Answer by Tirumalai Kamala:
Typically, B cells need T cell help to switch from making IgM to other antibody isotypes (classes). T cell help consists of a variety of cell-surface and soluble molecules. The process of switching away from IgM is called Class Switch Recombination (CSR). Let’s think of it as a 2-step process.
In the 1st step, engagement of specific T- and B cell-surface molecules starts the generic process. The most important cell-surface molecule in this regard is T cell-specific CD40L, which interacts with CD40 on the B cell surface. Other cell-surface molecules include ICOS, CXCR5, and many others.

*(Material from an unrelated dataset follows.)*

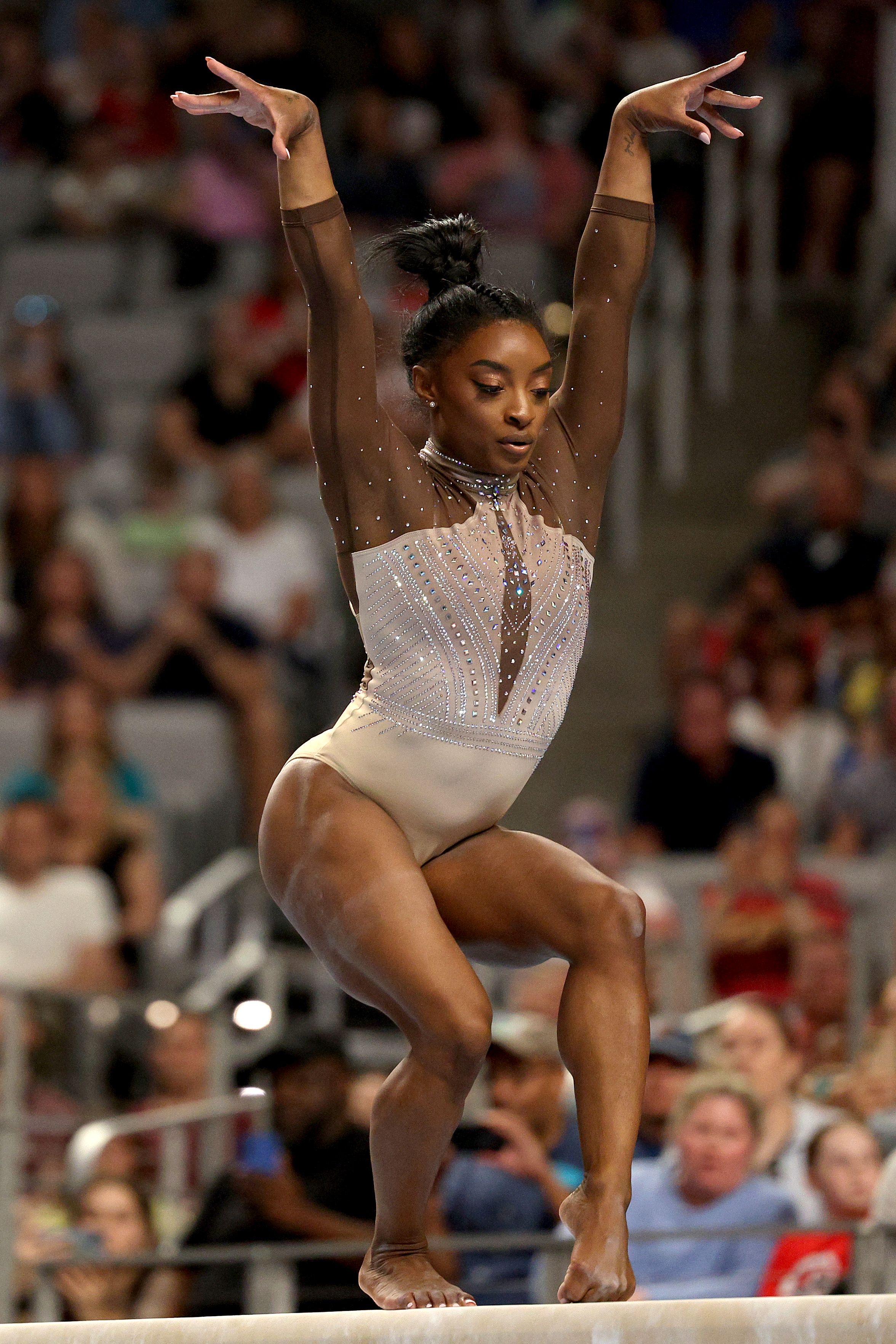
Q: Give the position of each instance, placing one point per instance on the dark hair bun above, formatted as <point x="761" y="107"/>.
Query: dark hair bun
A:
<point x="442" y="252"/>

The 2nd step of the process provides the specific signal(s) to the B cell directing it to switch to one particular isotype. This is mediated by T cell-specific cytokines, soluble protein molecules, involved in directing CSR away from IgM to another antibody isotype.
Let’s consider mouse models because they have provided us the most comprehensive dataset thus far. Apart from IgM, secreted mouse antibody classes are IgG1, IgG2a, IgG2b, IgG3, IgA, IgE.
Mouse gene knockout studies reveal that particular T cell cytokine(s) are critical as switch factors for a particular mouse antibody isotype.
- Mouse knockout of cytokine IL-4 (also IL-13): little or no IgG1, no IgE.
- Mouse knockout of cytokine IFN-g: little or no IgG2a
- Mouse knockout of cytokines IL-6 or TGF-b1: little or no IgA
- Mouse knockout of cytokine IL-17A: all isotypes lower but IgG2b most affected.
We know little of switch factor(s) for IgG3.
Biology is rarely simple or linear so it stands to reason that the above schema only applies to classical (or follicular or B1-a) B cells. There are other classes of B cells called Innate B cells (such as B1-b and Marginal Zone B cells), which make low-affinity IgM and can switch to IgA in absence of T cell help, primarily under the influence of abundant gut-associated TGF-b1.